[0001] La présente invention concerne une raquette de tennis de table.
ARRIERE PLAN DE L'INVENTION
[0002] La plupart des raquettes de tennis de table comportent une palette et un manche dont
l'âme est, avec la palette, issue d'une seule plaque en bois découpée selon un contour
qui est celui de la palette et du manche. La palette est garnie sur chacune de ses
faces d'un revêtement de jeu tandis que le manche est équipé d'une garniture, sensiblement
cylindrique, pour former une poignée de préhension de la raquette. Cette poignée vient
fusionner avec la palette par une partie qui s'affine en pointe le long de son axe.
Elle porte généralement un revêtement favorisant la prise de la raquette.
[0003] La zone de liaison existant entre la palette et le manche est une zone de concentration
de contraintes. En effet, l'impulsion donnée par le joueur lors de chaque coup de
jeu se traduit par une accélération importante de la raquette.
[0004] Du fait de l'inertie de la palette dont le centre de gravité est éloigné du manche,
l'accélération imprimée se traduit par une déformation de la raquette plus ou moins
grande selon que la palette est en matériau plus ou moins souple. Par ailleurs, au
moment de l'impact, et selon l'endroit du contact balle/raquette, une contrainte complexe
en flexion et torsion est engendrée dans la raquette. La précision du coup s'en ressent.
Pour diminuer cet effet déformant, on peut penser raidir la palette en agissant sur
la nature et les dimensions du matériau, conduisant à une augmentation du coût ou
à une augmentation de la masse de la raquette, ce qui nuit à sa maniabilité et augmente
également son inertie.
[0005] De plus, la contrainte complexe en torsion autour de l'axe du manche et en flexion
perpendiculairement à cet axe, engendrée par cette déformation est importante au niveau
de l'emplanture du manche dans la palette. Cette contrainte peut conduire à la rupture
de la raquette, si le bois de la palette est de qualité médiocre et, répétée de nombreuses
fois, soumet la palette à une fatigue qui peut conduire à sa dégradation.
[0006] Par ailleurs, entre le revêtement et l'âme en bois du manche, le volume de la poignée
est donné par des formes en bois ou en matière plastique, rapportée de chaque côté
de l'âme. Le décor en surface du manche de la raquette disparaît après un usage prolongé
de la raquette et donc une usure intense de la surface du manche.

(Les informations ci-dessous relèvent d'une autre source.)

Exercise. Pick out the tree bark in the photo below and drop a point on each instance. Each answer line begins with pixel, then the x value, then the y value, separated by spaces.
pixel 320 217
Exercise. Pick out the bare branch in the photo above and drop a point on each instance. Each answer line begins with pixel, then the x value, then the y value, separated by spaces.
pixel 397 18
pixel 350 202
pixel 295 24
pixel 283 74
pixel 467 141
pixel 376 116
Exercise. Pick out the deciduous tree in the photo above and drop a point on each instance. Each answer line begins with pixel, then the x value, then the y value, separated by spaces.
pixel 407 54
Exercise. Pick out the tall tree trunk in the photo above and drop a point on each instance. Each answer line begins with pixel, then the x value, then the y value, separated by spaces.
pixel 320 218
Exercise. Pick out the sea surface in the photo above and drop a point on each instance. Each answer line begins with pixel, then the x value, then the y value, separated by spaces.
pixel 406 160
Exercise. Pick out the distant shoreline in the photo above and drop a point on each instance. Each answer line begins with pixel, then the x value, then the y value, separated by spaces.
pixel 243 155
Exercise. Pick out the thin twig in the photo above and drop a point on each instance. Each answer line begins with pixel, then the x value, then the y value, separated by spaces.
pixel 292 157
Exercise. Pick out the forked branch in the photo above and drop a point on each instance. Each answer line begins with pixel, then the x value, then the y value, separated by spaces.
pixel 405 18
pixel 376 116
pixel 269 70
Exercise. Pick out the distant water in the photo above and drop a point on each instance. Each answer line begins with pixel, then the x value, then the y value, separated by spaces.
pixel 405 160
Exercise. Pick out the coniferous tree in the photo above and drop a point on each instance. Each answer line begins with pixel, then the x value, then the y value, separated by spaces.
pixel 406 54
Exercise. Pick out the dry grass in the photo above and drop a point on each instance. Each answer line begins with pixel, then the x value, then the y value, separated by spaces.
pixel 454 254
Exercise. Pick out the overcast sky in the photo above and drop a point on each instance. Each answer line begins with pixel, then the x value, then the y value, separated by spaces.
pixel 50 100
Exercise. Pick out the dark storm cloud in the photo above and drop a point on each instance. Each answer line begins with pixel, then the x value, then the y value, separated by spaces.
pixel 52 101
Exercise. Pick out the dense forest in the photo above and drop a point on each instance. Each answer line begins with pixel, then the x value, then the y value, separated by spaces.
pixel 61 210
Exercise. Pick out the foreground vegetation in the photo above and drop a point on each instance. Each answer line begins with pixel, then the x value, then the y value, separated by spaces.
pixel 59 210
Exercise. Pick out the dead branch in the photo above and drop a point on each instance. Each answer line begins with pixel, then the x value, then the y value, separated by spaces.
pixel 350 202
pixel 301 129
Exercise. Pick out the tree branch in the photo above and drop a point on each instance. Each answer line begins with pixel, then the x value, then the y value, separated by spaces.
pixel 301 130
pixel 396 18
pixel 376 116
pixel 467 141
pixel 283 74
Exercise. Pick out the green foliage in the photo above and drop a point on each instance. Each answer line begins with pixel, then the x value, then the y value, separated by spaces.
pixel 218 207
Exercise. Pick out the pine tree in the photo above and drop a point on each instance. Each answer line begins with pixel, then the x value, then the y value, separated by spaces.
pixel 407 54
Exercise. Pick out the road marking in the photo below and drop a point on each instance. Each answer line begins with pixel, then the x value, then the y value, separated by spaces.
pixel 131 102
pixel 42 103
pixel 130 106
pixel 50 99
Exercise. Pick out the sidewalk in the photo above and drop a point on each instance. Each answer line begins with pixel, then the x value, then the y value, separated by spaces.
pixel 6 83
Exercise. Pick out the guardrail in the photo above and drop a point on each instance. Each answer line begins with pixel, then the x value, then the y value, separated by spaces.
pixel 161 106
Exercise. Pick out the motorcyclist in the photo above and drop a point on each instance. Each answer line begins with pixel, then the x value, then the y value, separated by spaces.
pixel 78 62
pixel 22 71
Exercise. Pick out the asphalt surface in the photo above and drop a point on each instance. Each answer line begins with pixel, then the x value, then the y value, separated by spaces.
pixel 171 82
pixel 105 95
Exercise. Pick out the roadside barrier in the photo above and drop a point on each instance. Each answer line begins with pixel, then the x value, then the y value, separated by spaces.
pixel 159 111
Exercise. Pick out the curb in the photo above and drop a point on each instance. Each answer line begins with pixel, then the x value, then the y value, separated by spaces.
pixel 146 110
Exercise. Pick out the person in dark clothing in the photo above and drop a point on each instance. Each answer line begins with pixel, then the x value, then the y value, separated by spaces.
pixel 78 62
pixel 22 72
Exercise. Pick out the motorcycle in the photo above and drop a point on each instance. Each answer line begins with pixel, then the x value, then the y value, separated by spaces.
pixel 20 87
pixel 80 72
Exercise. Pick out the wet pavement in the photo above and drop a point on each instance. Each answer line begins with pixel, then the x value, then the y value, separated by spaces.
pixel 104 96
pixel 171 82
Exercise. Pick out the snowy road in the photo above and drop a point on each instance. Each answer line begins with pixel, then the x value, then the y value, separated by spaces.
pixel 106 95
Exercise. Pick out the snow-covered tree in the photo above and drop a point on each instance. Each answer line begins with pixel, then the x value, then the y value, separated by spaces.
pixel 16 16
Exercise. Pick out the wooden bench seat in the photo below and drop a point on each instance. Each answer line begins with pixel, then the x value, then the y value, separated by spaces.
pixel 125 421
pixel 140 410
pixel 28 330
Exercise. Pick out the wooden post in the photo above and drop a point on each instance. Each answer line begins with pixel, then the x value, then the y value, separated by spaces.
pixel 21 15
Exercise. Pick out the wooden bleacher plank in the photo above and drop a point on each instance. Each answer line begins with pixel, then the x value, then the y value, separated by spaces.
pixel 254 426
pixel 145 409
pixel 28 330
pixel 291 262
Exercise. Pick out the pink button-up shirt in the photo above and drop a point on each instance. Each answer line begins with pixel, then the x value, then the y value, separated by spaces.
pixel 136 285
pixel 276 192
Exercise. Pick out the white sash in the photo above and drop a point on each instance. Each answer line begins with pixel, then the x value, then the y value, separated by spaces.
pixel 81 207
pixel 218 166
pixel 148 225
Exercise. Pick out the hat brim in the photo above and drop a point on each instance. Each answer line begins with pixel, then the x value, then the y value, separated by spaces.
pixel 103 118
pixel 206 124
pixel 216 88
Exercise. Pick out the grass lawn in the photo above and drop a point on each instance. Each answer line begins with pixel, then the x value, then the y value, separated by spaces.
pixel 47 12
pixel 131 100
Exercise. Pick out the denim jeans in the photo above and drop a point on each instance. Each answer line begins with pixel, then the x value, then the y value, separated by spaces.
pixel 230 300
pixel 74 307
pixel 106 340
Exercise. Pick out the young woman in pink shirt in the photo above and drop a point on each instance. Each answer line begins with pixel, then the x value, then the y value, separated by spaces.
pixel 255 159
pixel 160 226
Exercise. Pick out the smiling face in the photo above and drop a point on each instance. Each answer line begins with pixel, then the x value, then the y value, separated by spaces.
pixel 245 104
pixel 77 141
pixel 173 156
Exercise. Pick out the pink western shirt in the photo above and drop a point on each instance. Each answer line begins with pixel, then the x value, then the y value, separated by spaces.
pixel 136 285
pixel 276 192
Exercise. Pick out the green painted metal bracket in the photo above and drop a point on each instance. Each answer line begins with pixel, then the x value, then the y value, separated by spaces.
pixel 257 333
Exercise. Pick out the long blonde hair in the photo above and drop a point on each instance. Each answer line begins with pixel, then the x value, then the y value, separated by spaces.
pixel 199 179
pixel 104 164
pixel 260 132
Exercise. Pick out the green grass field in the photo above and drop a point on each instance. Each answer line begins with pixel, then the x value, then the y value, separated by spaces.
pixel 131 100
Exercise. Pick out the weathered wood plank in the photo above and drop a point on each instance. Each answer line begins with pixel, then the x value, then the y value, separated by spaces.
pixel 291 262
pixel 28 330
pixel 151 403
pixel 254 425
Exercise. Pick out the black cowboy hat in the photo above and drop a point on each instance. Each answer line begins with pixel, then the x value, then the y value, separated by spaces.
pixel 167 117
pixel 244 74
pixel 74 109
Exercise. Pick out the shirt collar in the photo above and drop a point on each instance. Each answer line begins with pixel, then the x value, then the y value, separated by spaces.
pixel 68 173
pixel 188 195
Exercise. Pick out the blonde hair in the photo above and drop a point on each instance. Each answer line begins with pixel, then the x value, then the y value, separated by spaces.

[0007] Il existe de nombreuses raquettes dans lesquelles la garniture rapportée sur le manche
déborde sur la base de la palette sans pour autant constituer un renforcement de la
liaison manche/palette. On citera à cet effet le document
GB 766 106.
[0008] Il existe donc un besoin d'une structure de manche qui, réponde à un premier objectif,
à savoir améliorer la résistance de la raquette au niveau de l'emplanture du manche
dans la palette et qui, d'un point de vue esthétique, conserve au manche une qualité
durable au cours de l'usage de la raquette.
OBJET DE L'INVENTION
[0009] L'objet de la présente invention est de satisfaire ce besoin par une structure particulière
de manche de raquette.
BREVE DESCRIPTION DE L'INVENTION
[0010] A cet effet, l'invention a donc pour objet une raquette de tennis de table comportant
une palette et un manche, s'étendant sensiblement radialement depuis le bord de la
palette, ce manche ayant une âme centrale issue en une seule pièce de la palette et,
de chaque côté de cette âme, une structure rapportée sur l'âme pour donner un volume
et une forme extérieure au manche, correspondant à une ergonomie déterminée, la structure
rapportée présentant une partie terminale du côté de la palette en forme de trompe
évasée, venant recouvrir la zone de la palette immédiatement à proximité de l'emplanture
du manche et fixée à cette palette dans laquelle la structure rapportée comporte un
noyau central, limité par une face de base pour son collage sur l'âme qui forme une
bride de maintien et de centrage pour au moins un capotage en matière plastique enjoliveur
du manche qui s'étend partiellement par une partie en forme de trompe évasée et amincie
au-dessus de la palette de jeu.
[0011] Cette structure permet de lier fermement le manche et la palette par une zone de
répartition des contraintes apte à mieux les encaisser et donc augmenter la raideur
de la raquette et la nervosité de la réponse en cours de jeu.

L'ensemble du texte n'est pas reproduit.